You will soon see every warm-weather man
At the Jersey Shore in March.
'Long as you use a sunscreen while you tan,
Your skin will never parch.
But What Will Santa Do
Chorus:
When the North Pole Starts to Melt?
What is gonna happen to his little elves?
Will they be too busy swimming to make the toys?
And what will Santa do?
If the North Pole melts too fast
Is this Christmas gonna be his last?
What will parents have to tell their girls and bays?
I used to snowski at Christmas time
But now I ski on a lake.
Scandinavia's now growing lemons and limes
And Quebec has rattlesnakes.
The Sahara desert now has grown
To the entire Continent.
But you do not have to lose your home:
Just trust the government!
But What Will Santa Do...
Chorus
The Australian Labor Party wants to see the economy grow;
So their platform says that we will tow Santa from the Equator to the South Pole.

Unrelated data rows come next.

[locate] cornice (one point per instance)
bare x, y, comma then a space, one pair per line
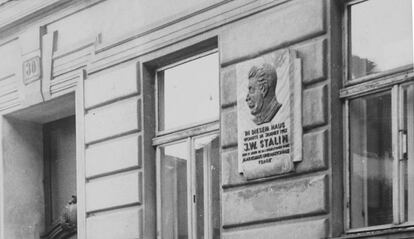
14, 13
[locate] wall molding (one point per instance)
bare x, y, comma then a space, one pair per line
197, 23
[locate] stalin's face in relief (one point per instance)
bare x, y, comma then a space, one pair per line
261, 98
255, 96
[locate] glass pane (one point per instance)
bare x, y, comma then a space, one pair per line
381, 36
207, 187
371, 160
174, 163
407, 164
188, 93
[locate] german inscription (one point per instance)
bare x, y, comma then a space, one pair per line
267, 108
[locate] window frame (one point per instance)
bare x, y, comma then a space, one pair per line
346, 23
393, 80
159, 132
186, 133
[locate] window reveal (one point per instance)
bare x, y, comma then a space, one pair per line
188, 162
379, 118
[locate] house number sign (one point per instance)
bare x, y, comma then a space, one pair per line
31, 70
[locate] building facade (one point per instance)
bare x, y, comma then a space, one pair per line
206, 119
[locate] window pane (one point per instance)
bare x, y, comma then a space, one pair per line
407, 164
381, 36
188, 93
174, 161
207, 189
371, 160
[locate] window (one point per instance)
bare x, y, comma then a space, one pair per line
188, 149
379, 115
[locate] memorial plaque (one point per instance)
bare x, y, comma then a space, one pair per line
269, 105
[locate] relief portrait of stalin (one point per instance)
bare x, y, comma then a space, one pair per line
261, 96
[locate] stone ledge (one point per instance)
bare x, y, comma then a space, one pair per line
275, 200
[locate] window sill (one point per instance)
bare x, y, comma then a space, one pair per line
390, 233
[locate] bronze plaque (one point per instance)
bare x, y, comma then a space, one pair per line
269, 114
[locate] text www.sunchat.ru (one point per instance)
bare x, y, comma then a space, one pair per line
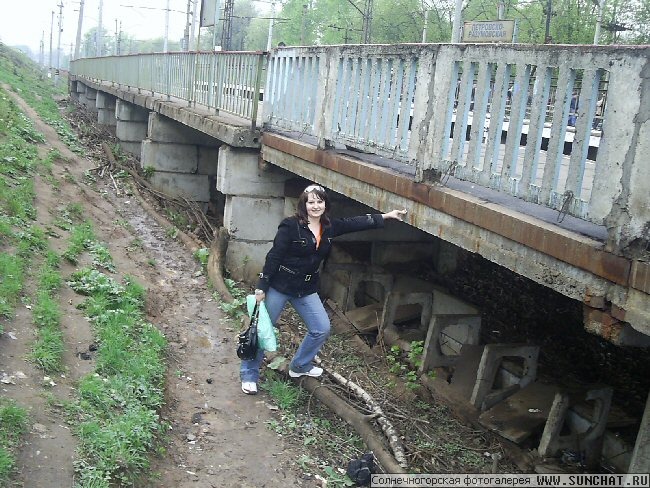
472, 480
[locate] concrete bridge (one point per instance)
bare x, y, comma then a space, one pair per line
533, 157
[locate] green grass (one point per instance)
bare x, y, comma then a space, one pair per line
118, 424
11, 284
47, 351
13, 424
28, 80
285, 393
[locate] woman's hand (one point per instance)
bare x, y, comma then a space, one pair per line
395, 214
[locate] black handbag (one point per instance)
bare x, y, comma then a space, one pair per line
247, 339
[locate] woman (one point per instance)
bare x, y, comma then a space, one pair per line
291, 274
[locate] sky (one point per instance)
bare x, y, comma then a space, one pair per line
26, 22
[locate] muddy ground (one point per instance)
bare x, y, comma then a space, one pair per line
219, 436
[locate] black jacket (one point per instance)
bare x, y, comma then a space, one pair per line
292, 264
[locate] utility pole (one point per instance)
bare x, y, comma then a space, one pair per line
426, 21
547, 31
41, 56
194, 17
166, 27
58, 45
186, 33
302, 25
79, 23
98, 37
367, 21
599, 20
455, 29
51, 34
269, 39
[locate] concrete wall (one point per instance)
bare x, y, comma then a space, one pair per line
255, 205
131, 126
185, 161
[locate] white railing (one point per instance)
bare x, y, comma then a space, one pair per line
223, 81
564, 127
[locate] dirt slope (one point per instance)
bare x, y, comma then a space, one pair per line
218, 437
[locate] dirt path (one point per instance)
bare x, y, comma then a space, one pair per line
218, 437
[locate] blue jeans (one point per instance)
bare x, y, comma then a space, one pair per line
312, 312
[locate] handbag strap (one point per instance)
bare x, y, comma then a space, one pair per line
255, 316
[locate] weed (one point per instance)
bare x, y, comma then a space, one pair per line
13, 424
202, 255
11, 283
285, 393
415, 354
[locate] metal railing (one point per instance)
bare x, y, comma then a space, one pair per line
524, 120
223, 81
559, 126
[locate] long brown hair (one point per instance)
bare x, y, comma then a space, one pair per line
301, 207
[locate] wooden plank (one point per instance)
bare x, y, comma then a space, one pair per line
521, 415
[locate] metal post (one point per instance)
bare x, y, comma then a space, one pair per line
166, 27
258, 84
426, 21
269, 39
547, 30
599, 21
79, 24
455, 29
302, 25
99, 38
51, 34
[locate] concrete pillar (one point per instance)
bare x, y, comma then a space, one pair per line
446, 259
640, 462
184, 160
105, 104
90, 99
483, 395
131, 128
254, 207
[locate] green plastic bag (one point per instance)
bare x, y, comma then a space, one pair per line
265, 331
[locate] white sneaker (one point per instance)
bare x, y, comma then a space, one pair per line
314, 372
249, 387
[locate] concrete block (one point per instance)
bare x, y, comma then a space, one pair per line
444, 303
131, 131
178, 158
458, 330
640, 462
130, 112
242, 217
580, 439
484, 395
239, 174
134, 148
386, 252
106, 116
105, 100
163, 129
208, 159
91, 94
192, 187
245, 259
364, 277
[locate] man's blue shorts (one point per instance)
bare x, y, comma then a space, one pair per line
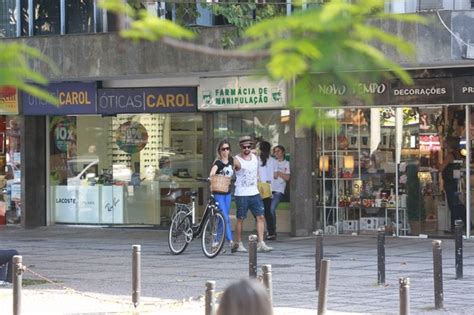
254, 203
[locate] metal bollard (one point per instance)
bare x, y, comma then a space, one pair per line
458, 225
267, 280
318, 255
438, 274
323, 287
381, 255
17, 283
253, 256
404, 296
210, 297
136, 274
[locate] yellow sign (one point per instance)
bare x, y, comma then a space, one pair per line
8, 101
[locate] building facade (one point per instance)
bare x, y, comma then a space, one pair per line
130, 106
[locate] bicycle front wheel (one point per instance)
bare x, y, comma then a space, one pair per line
178, 235
213, 235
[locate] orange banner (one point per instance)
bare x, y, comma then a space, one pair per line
8, 101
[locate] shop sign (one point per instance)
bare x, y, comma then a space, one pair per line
146, 100
73, 98
377, 91
423, 91
240, 93
112, 204
464, 89
8, 101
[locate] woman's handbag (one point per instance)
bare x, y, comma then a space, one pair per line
220, 184
265, 190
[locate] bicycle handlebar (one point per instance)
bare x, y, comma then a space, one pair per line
202, 179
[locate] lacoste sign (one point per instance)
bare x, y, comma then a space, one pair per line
240, 93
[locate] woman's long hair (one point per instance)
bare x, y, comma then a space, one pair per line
264, 152
219, 146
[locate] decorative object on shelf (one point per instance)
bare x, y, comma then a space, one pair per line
342, 141
348, 164
324, 163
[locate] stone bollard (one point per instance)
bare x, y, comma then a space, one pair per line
318, 255
253, 256
267, 280
323, 287
381, 255
210, 297
17, 283
136, 275
438, 274
404, 296
458, 247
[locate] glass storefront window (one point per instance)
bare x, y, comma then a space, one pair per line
128, 169
272, 126
79, 16
390, 167
10, 168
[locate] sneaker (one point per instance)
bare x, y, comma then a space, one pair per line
263, 248
239, 247
271, 237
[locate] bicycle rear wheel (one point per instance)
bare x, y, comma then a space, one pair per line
178, 235
213, 235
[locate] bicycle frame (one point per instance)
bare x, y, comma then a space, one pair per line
210, 208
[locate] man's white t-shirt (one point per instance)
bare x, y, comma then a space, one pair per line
279, 184
246, 177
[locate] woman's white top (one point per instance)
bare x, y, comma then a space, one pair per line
246, 177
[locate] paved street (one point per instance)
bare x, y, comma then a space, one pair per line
96, 263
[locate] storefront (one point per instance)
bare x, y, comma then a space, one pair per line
253, 106
10, 157
382, 165
122, 155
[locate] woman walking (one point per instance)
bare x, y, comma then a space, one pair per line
280, 178
224, 165
266, 168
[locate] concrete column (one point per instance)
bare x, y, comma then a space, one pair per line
33, 171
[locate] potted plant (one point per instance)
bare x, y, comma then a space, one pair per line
415, 206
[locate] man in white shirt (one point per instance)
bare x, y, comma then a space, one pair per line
247, 195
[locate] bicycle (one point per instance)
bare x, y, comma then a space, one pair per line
184, 228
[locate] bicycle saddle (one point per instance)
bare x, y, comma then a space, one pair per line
191, 193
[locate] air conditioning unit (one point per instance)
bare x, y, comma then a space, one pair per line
429, 5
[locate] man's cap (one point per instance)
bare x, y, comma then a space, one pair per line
245, 139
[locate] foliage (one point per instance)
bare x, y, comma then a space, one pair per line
335, 39
16, 72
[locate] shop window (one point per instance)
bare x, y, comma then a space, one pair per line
79, 16
129, 169
46, 15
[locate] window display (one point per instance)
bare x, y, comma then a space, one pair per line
127, 169
392, 179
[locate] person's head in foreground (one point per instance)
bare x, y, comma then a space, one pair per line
245, 297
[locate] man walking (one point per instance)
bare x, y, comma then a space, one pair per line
247, 195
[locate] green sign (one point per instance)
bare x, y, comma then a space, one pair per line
240, 93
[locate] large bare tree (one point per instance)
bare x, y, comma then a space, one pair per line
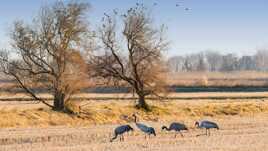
133, 50
45, 54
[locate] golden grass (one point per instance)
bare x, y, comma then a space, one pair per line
114, 112
236, 78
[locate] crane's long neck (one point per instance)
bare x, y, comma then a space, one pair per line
135, 119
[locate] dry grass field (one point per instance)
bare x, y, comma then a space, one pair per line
236, 78
243, 126
236, 134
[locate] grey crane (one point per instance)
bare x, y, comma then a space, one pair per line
177, 127
120, 130
144, 128
207, 125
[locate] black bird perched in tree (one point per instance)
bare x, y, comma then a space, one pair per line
207, 125
187, 9
178, 127
120, 130
146, 129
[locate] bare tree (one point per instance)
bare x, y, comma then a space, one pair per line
261, 59
133, 54
46, 54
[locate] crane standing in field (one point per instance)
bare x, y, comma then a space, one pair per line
207, 125
144, 128
178, 127
120, 130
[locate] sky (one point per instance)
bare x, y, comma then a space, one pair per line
227, 26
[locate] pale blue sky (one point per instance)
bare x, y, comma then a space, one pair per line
239, 26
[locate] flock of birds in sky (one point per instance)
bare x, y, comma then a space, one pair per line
179, 4
148, 130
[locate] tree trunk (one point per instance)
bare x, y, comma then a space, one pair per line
142, 103
58, 101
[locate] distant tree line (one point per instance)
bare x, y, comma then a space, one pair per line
214, 61
59, 53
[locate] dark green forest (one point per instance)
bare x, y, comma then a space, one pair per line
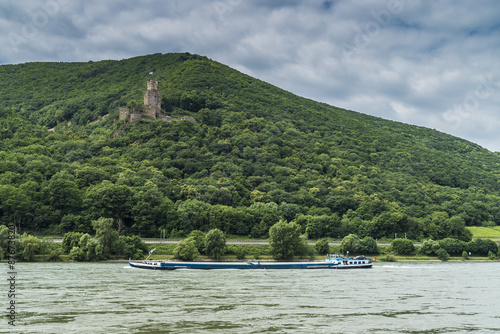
255, 155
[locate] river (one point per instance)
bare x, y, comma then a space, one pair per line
389, 298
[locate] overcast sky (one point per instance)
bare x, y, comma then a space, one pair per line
429, 63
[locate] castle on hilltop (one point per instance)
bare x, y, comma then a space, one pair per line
152, 104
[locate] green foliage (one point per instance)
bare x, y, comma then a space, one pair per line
403, 246
186, 250
482, 247
368, 245
322, 247
255, 155
442, 254
350, 243
106, 237
285, 241
240, 252
70, 240
77, 254
429, 247
30, 246
389, 258
132, 247
199, 238
215, 244
452, 246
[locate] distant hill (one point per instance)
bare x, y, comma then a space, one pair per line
255, 154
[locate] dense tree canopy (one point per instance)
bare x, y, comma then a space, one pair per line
254, 156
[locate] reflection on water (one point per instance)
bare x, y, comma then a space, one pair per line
389, 298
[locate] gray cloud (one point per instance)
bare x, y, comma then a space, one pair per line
430, 64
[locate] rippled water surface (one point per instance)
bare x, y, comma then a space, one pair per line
389, 298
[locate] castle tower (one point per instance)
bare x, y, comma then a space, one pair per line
152, 99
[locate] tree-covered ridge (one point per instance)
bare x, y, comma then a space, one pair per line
255, 155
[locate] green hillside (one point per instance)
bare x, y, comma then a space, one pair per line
256, 154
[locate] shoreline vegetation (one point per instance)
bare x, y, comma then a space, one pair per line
244, 252
285, 242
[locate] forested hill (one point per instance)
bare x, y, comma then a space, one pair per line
256, 154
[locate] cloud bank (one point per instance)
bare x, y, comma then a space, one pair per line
432, 64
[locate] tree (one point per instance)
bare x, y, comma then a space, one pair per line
429, 247
186, 250
132, 247
482, 246
284, 239
14, 201
62, 192
30, 246
452, 246
199, 238
70, 240
215, 244
350, 243
442, 254
403, 246
321, 246
106, 236
368, 245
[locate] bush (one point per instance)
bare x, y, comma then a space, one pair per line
321, 246
71, 239
350, 243
368, 245
240, 252
403, 246
453, 246
429, 247
389, 258
186, 250
77, 254
442, 254
55, 255
215, 243
482, 247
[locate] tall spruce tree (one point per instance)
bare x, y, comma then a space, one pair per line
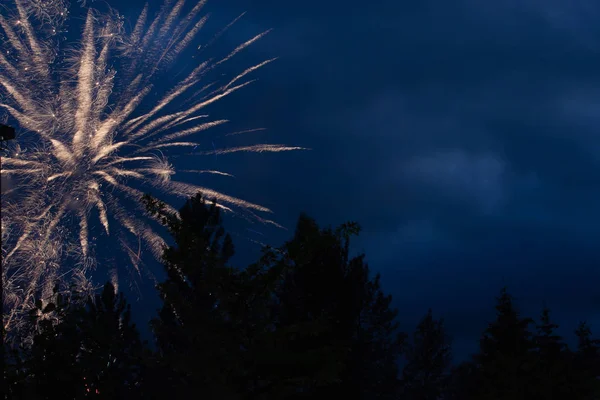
353, 319
426, 373
505, 361
587, 363
84, 350
553, 373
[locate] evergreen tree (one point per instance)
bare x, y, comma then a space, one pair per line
80, 350
352, 317
505, 362
552, 374
194, 334
426, 373
587, 363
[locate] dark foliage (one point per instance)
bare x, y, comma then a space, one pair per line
307, 320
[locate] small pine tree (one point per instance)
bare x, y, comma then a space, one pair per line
504, 361
425, 375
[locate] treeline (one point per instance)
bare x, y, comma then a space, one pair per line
306, 321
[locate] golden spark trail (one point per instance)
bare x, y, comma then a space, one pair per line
92, 140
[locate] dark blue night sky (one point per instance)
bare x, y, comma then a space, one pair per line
461, 135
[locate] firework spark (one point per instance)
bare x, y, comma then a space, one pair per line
86, 146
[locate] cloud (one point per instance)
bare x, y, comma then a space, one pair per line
477, 178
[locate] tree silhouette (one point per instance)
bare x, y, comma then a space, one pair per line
505, 362
587, 363
84, 350
426, 373
354, 324
553, 372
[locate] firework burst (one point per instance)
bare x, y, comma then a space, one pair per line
86, 149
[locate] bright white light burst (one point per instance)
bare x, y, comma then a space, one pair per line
85, 148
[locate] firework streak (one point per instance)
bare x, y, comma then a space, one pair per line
87, 147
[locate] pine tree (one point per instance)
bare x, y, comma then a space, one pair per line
552, 374
324, 286
587, 363
80, 350
194, 333
505, 362
426, 373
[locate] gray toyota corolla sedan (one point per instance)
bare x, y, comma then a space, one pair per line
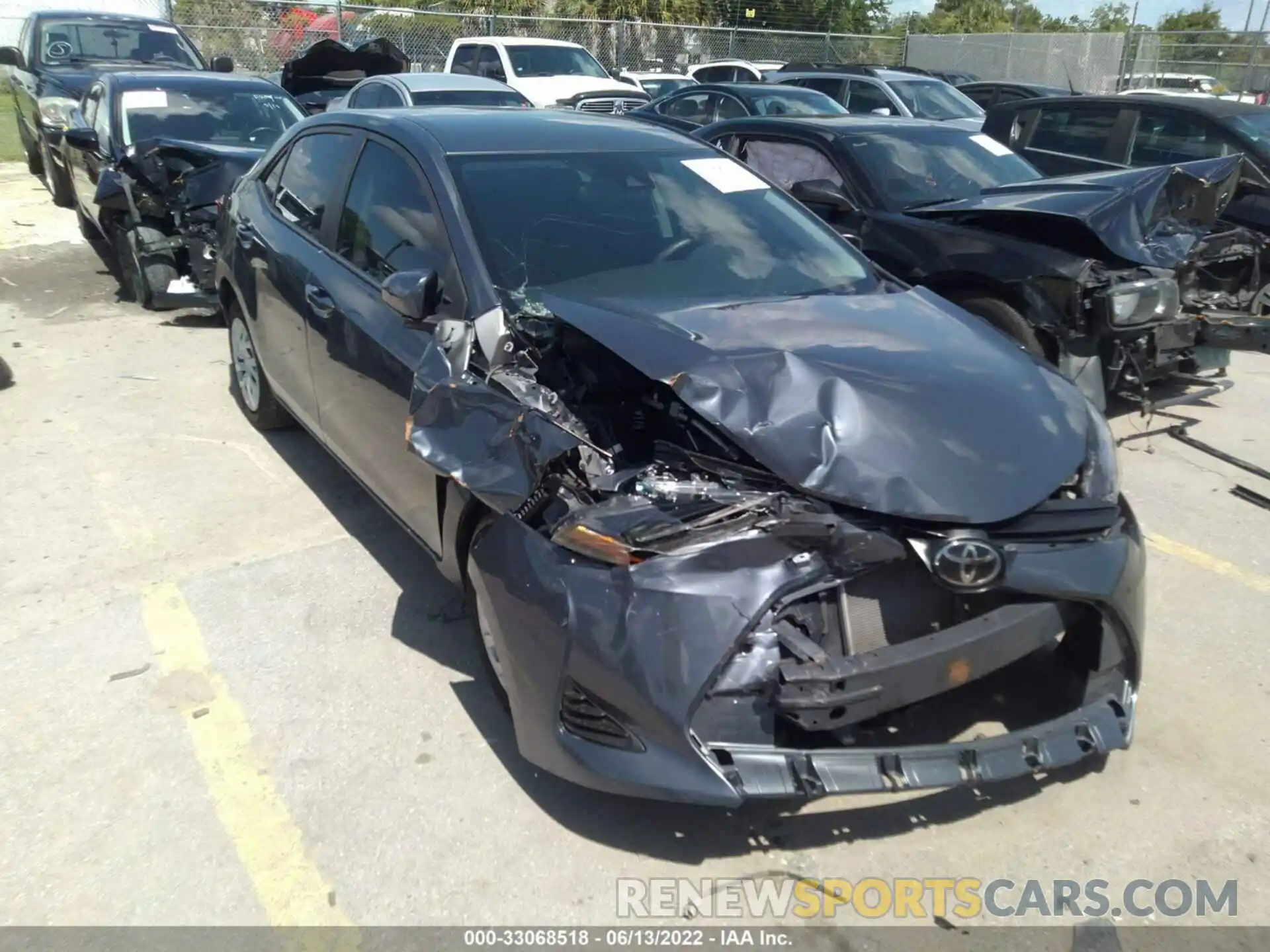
737, 516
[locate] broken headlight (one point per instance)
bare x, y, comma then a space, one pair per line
752, 666
1141, 301
1100, 476
56, 112
595, 545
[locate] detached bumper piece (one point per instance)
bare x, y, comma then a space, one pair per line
1235, 332
847, 690
1095, 729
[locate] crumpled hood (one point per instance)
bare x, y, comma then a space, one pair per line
70, 81
314, 69
900, 404
1154, 216
548, 91
187, 175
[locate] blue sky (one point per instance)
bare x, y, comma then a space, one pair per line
1234, 12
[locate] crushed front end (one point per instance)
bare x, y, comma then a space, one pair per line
679, 621
175, 188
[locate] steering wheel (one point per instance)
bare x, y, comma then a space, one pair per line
676, 251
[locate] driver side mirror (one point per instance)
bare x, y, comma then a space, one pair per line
414, 295
821, 192
81, 138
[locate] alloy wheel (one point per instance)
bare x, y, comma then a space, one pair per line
247, 368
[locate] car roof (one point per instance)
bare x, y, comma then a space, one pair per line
864, 71
421, 81
520, 41
465, 130
187, 79
841, 125
1210, 106
756, 63
1011, 84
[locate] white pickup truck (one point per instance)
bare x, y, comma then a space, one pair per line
549, 73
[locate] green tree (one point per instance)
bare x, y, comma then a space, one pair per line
1109, 18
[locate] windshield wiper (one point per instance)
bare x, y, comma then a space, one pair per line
165, 63
930, 202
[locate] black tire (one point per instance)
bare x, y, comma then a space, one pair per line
143, 274
1003, 317
34, 164
88, 229
269, 414
58, 180
476, 616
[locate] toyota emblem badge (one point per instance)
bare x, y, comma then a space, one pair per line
967, 563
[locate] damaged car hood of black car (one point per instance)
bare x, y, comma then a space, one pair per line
331, 63
897, 404
1152, 216
192, 175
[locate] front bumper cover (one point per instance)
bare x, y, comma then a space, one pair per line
1095, 729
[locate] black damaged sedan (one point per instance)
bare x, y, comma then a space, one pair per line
736, 518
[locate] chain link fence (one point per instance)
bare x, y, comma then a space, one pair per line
1089, 63
1238, 60
262, 36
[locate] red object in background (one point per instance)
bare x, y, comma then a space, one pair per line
302, 28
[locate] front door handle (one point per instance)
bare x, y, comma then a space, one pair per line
245, 234
321, 303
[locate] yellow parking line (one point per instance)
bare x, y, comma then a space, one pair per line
248, 805
1212, 564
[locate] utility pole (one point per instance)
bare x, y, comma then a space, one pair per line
1256, 44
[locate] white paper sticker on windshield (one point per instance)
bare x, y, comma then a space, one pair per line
991, 143
144, 99
726, 175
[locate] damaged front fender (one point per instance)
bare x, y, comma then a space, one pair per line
1152, 218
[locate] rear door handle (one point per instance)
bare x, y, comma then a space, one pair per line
321, 303
245, 233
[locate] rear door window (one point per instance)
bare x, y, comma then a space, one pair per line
1167, 138
489, 65
829, 85
367, 97
465, 60
698, 108
867, 97
313, 169
390, 223
984, 98
1074, 131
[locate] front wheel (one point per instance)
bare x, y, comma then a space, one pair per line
493, 663
1003, 317
248, 383
143, 272
58, 179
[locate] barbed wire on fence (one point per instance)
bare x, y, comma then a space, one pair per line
262, 34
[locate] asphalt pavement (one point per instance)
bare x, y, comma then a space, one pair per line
234, 692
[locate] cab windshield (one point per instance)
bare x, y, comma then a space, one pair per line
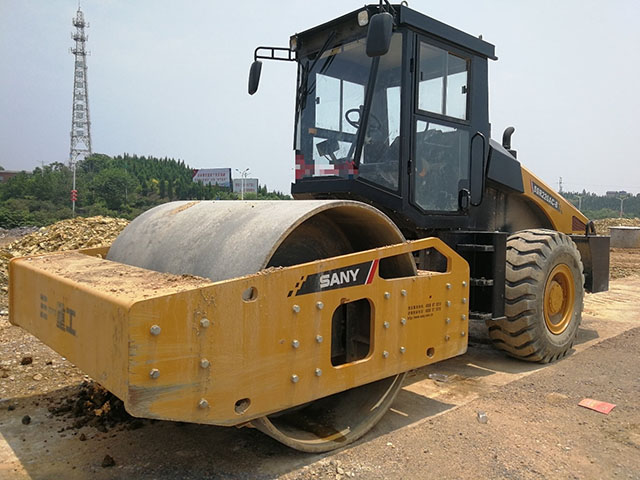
330, 106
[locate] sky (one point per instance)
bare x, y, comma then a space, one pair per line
169, 79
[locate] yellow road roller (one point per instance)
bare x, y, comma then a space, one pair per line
301, 317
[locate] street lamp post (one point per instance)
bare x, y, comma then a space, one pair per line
243, 175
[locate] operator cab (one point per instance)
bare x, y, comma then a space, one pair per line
404, 130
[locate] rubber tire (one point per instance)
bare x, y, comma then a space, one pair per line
523, 333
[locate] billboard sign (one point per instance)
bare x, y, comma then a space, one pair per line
213, 176
250, 185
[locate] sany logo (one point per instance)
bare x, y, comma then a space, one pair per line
329, 280
360, 274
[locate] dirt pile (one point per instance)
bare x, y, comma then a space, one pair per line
96, 407
602, 226
64, 235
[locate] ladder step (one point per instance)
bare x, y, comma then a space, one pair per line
480, 316
481, 282
473, 247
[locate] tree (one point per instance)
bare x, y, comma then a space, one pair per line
113, 186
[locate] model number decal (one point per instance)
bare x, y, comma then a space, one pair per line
540, 192
62, 315
350, 276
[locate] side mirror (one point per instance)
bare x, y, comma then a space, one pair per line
254, 76
379, 34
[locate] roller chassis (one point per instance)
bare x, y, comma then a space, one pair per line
225, 353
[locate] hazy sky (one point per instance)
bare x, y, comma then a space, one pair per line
169, 78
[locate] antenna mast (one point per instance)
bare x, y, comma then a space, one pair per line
80, 122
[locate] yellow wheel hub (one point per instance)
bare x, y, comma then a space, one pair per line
559, 296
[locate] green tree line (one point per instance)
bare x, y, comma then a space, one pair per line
121, 186
602, 206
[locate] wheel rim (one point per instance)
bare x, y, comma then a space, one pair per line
559, 296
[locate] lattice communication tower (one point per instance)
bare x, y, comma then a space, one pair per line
80, 122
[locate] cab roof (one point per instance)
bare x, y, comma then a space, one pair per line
347, 25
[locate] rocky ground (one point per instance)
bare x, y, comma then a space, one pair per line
56, 423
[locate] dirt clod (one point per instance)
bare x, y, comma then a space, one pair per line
108, 461
96, 407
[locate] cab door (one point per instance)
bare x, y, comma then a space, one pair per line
442, 129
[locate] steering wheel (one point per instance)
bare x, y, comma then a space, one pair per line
375, 125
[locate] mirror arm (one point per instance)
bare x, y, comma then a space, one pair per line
272, 55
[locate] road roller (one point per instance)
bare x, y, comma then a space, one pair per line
301, 318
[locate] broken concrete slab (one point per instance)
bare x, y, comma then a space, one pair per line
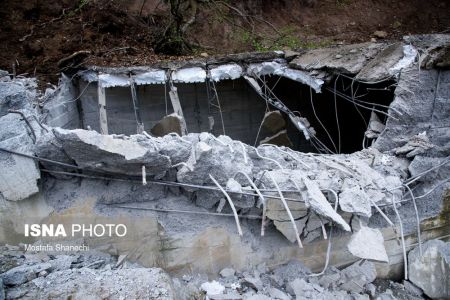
379, 67
355, 277
17, 94
416, 145
354, 199
280, 139
111, 153
19, 175
368, 243
430, 270
168, 124
24, 273
348, 59
273, 121
286, 228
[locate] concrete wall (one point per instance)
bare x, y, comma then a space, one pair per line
62, 110
242, 109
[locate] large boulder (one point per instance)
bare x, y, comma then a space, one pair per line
430, 271
19, 175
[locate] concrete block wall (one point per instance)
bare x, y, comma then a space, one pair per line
242, 108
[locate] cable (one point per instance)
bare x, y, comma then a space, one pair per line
337, 117
320, 122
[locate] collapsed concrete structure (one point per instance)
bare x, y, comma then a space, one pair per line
178, 152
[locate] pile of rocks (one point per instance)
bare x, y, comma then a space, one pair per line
82, 276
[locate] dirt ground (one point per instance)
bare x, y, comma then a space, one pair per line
36, 36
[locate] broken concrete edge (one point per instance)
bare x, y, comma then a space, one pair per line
367, 62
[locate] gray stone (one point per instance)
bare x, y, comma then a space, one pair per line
273, 121
2, 290
280, 139
16, 94
287, 229
290, 271
215, 159
19, 175
356, 276
378, 68
258, 297
62, 262
412, 288
368, 243
430, 271
252, 282
227, 272
169, 124
301, 289
351, 58
24, 273
277, 294
110, 153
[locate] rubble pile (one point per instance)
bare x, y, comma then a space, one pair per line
36, 275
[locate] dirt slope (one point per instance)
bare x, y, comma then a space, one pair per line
35, 35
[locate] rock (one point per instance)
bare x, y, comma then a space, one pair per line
325, 58
387, 295
227, 272
273, 121
430, 271
258, 297
17, 94
320, 204
290, 271
287, 229
380, 34
211, 157
277, 294
277, 212
416, 145
280, 139
353, 199
62, 262
356, 276
19, 175
412, 288
24, 273
301, 289
375, 126
212, 288
252, 282
368, 243
2, 290
169, 124
111, 153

If the Russians will get him through the Bering Strait,
The currents can do rest.
But the Conservatives would rather that we make him wait,
And put him to the market test.
But What Will Santa Do?
Chorus
You may not believe my story because the ending's not very nice,
You may not believe in Santa Claus.
You may not believe in Christ,
But if you don't believe this warning
'Bout the climate and the ozone hole:
Look under your tree one Christmas morning
All you'll see are lumps of coal.
And that's what Santa will do
A clever humoristic song that tries to raise awareness of the oncoming global warming effects. We read about this song and Captain sea level:
Facing abrupt climate change in the Arctic, a major consumer-goods manufacturer considers three options to adapt to global warming: reduce output, relocate factory to the south, or fundamental product change.You can hear this song here
Captain Sea Level sang songs about sea level rise at various forums in coastal states during the 1980s. The Captain and his friends at the Environmental Protection Agency Chorus originally performed this environmental song at the Climate Institute's First International Conference in Washington, D.C. just before Christmas 1988. Shortly thereafter, the Captain took up swing dancing, bought a windsurfer, and was never heard again. For that, we can all be thankful. The other singers continue to perform in the Washington area.